You should start with the strain energy density $\psi$, then define:
$$
C_{ijkl} = \frac{\partial^2 \psi}{\partial \epsilon_{ij}\partial \epsilon_{kl}}, $$
and then define $$
\sigma_{ij} = C_{ijkl} \epsilon_{kl}
$$
The remainder of my answer will be about explaining why you have to do it that way. Firstly it is physical, there really is energy associated with strain, and if there weren't there would not be any stress. Secondly, it is linear exactly because we are considering the changes in energy due to small strains.

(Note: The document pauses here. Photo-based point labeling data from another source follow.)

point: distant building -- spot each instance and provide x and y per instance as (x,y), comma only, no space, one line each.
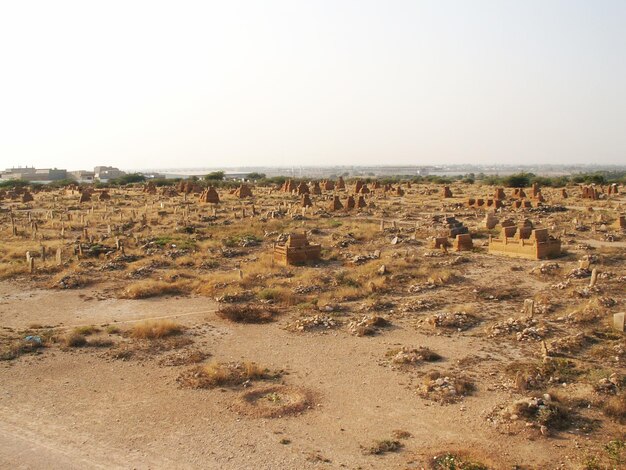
(82,176)
(107,173)
(33,174)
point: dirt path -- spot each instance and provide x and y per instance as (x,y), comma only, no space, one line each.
(82,409)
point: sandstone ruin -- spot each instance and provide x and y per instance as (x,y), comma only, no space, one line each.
(297,250)
(525,242)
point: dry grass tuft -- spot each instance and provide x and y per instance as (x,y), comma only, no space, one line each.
(219,374)
(456,461)
(155,329)
(75,340)
(615,407)
(384,446)
(247,314)
(274,401)
(14,349)
(151,288)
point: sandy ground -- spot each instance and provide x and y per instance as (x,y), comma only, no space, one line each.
(83,409)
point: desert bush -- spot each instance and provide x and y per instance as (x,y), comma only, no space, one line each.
(549,413)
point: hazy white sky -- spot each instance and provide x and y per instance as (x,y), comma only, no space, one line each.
(142,84)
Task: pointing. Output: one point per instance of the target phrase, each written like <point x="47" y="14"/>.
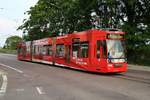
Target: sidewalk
<point x="138" y="67"/>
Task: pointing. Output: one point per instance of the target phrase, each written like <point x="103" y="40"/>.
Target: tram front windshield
<point x="116" y="50"/>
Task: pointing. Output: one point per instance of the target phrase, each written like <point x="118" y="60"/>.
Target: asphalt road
<point x="32" y="81"/>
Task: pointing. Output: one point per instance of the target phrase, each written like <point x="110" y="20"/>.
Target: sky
<point x="11" y="16"/>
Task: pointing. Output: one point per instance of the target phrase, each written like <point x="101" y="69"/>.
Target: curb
<point x="138" y="67"/>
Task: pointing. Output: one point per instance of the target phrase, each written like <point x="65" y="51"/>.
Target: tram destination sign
<point x="115" y="36"/>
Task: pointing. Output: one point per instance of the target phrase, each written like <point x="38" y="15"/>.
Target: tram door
<point x="67" y="54"/>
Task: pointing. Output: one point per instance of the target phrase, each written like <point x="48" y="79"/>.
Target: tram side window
<point x="60" y="50"/>
<point x="101" y="44"/>
<point x="84" y="50"/>
<point x="98" y="49"/>
<point x="34" y="49"/>
<point x="44" y="50"/>
<point x="104" y="49"/>
<point x="75" y="50"/>
<point x="49" y="50"/>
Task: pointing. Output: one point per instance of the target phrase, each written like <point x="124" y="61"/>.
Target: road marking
<point x="40" y="90"/>
<point x="11" y="68"/>
<point x="4" y="85"/>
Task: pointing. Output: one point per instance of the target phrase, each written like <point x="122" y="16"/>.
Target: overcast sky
<point x="11" y="16"/>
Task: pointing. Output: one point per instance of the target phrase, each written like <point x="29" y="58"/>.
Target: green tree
<point x="12" y="42"/>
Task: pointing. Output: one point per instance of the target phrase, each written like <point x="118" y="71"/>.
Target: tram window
<point x="49" y="50"/>
<point x="34" y="49"/>
<point x="84" y="50"/>
<point x="60" y="50"/>
<point x="75" y="49"/>
<point x="98" y="49"/>
<point x="104" y="48"/>
<point x="44" y="49"/>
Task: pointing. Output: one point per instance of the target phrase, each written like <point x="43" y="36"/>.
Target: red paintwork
<point x="89" y="64"/>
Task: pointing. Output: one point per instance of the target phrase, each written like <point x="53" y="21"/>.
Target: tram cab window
<point x="60" y="50"/>
<point x="75" y="49"/>
<point x="98" y="50"/>
<point x="84" y="50"/>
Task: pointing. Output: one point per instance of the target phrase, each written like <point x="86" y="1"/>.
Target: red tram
<point x="92" y="50"/>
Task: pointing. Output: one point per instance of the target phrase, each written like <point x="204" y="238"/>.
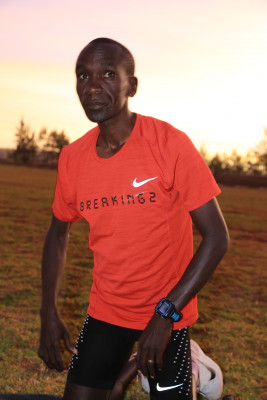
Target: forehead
<point x="102" y="54"/>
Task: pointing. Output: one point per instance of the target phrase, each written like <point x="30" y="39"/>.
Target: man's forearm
<point x="199" y="271"/>
<point x="53" y="263"/>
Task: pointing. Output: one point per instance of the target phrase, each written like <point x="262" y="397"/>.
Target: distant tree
<point x="236" y="162"/>
<point x="26" y="145"/>
<point x="53" y="143"/>
<point x="204" y="152"/>
<point x="261" y="151"/>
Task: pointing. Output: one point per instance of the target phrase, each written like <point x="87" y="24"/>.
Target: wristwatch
<point x="167" y="310"/>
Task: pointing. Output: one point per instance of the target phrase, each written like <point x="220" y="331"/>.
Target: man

But let's go back to the minor symmetries. We need $C_{ijkl}=C_{jikl}$ because otherwise $\sigma_{ij}\neq\sigma_{ji}$ (and then we get arbitrarily large, hence unphysical, angular velocities for smaller and smaller regions). But the other minor symmetry is not required. If someone handed you a random rank four tensor, let's call it $B_{ijkl}$, and called it an elastic tensor and it didn't have the second minor symmetry, you can define $C_{ijkl}=(B_{ijkl}+B_{ijlk})/2$ $D_{ijkl}=(B_{ijkl}-B_{ijlk})/2$ and then $B=C+D$ but when D is contracted with a symmetric rank two tensor (like the strain tensor) it gives zero. So the part of the rank four tensor without that second minor symmetry simply doesn't contribute, as an actor it does nothing (when you think all the elasticity does is give you stress from strain). So you might as well assume your tensor has both minor symmetries because it acts like it has the second ($B$ and $C$ act the same on symmetric tensors) and it has to have the first.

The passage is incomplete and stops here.